I realized that as well as I was looking at ZOOKEEPER-1549. I think that logic 
needs to change a bit to deal with the issue in that other jira.

As is, the exception will bring the server back into leader election. If it 
keeps getting an exception, then the server will be spinning and will make no 
useful progress. Depending on what is causing it to throw an exception, it 
might be better to exit (e.g., there is some issue with the file system), but 
in some cases it will eventually heal itself by pulling a snapshot from the 
leader. 

Perhaps we should differentiate in {{FileTxnLog.truncate}} between an 
IOException from the constructor of {{FileTxnIterator}} and the input stream 
being null. The input stream being null is like we couldn't find a file to 
truncate (e.g., ZOOKEEPER-1549), so this is a case for returning false. 

On weather to exit or keep going, I'm personally not a big fan of exits in the 
middle of the code like that, so if we are to shut down the server, perhaps we 
should looking into doing it differently.
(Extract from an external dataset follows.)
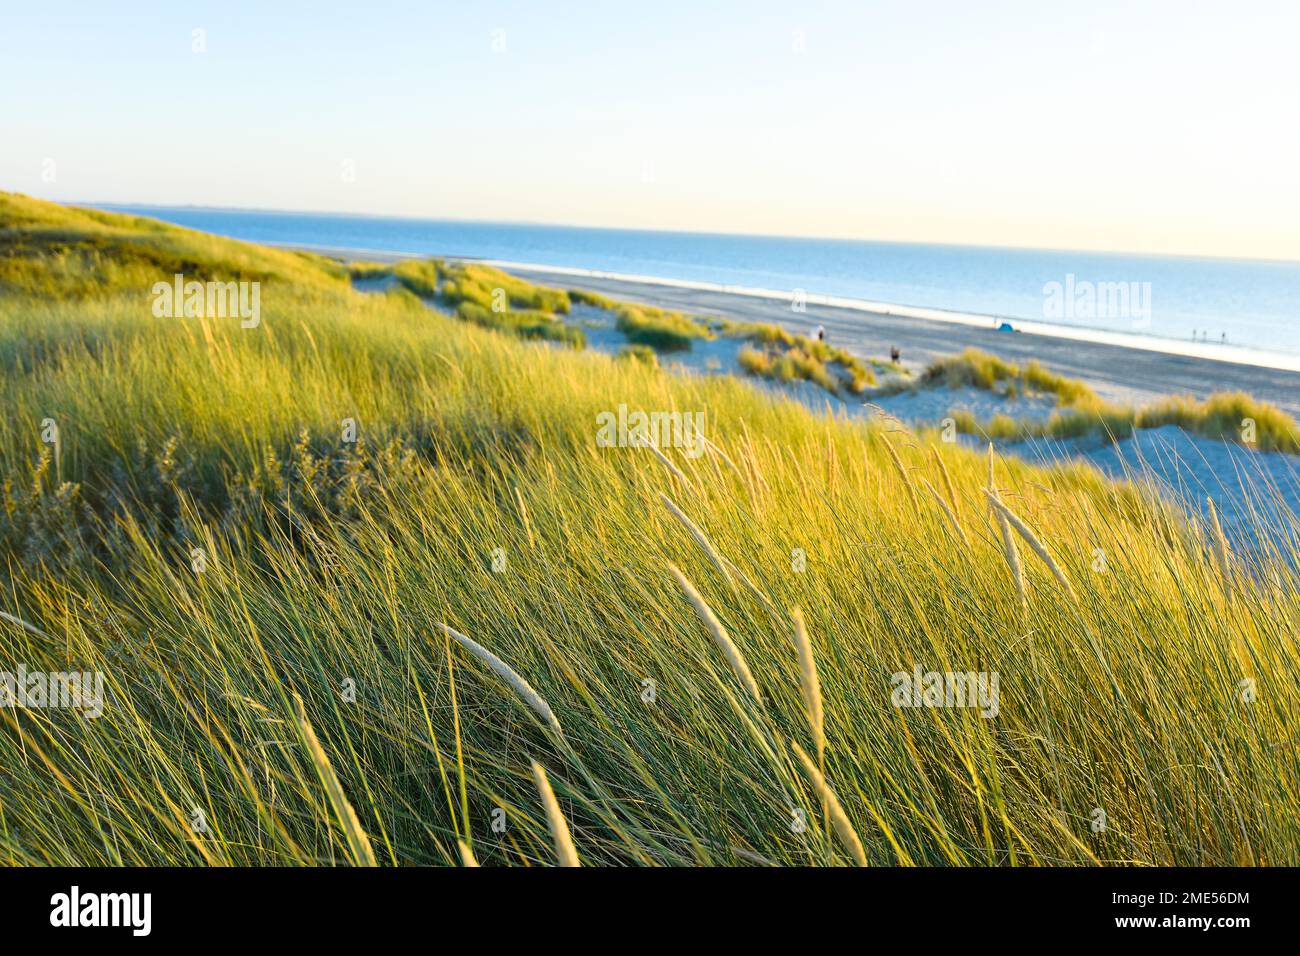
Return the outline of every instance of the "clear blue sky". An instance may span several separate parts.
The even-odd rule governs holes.
[[[1295,2],[111,6],[0,0],[0,188],[1300,258]]]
Bringing the broken server back to 
leader election has the downside that it will keep making the leader do work to 
get it to follow and in the case it isn't recoverable, we will have that broken 
server annoying the leader. From an ops point of view, the solution in either 
case is to inspect the error and determine whether there is something wrong 
with the server data, and one solution is to wipe out that server data.

> Error handling issues in truncation code
> ----------------------------------------
>
>                 Key: ZOOKEEPER-2434
>                 URL: https://issues.apache.org/jira/browse/ZOOKEEPER-2434
>             Project: ZooKeeper
>          Issue Type: Bug
>          Components: server
>            Reporter: Ed Rowe
>            Priority: Minor
>
> # If FileTxnLog.truncate() is unable to delete a log file, it calls 
> LOG.warn() but otherwise does nothing. I think this should be a fatal error 
> not a logged warning. Otherwise those log files are going be be read later 
> when the DB is reloaded and data that should have been removed will still be 
> present. 
> # Learner.syncWithLeader() expects ZKDatabase.truncateLog() to return false 
> on failure, and if this occurs it calls System.exit(). However, this will 
> never happen because ZKDatabase.truncateLog() never returns false - instead 
> an exception is thrown on failure. ZKDatabase.truncateLog() calls 
> FileTxnSnapLog.truncateLog() which calls FileTxnLog.truncate(), each of which 
> is documented to return false on failure but none of which ever does in 
> practice. TruncateTest.testTruncationNullLog() clearly expects an exception 
> on error in ZKDatabase.truncateLog() so there are conflicting expectations in 
> the codebase. It appears that if Learner.syncWithLeader() encounters an 
> exception, System.exit() will _not_ be called and instead we land in the main 
> run loop where we'll start the whole thing again. So there are two things to 
> deal with: a) whether we want to do system.exit or go back to the main run 
> loop if truncation fails, and b) sort out the return false vs. throw 
> exception discrepancy and make it consistent (and change the docs as needed).
>    
> I'm happy to propose a patch, but I'd need people with more experience in the 
> codebase to weigh in on the questions above.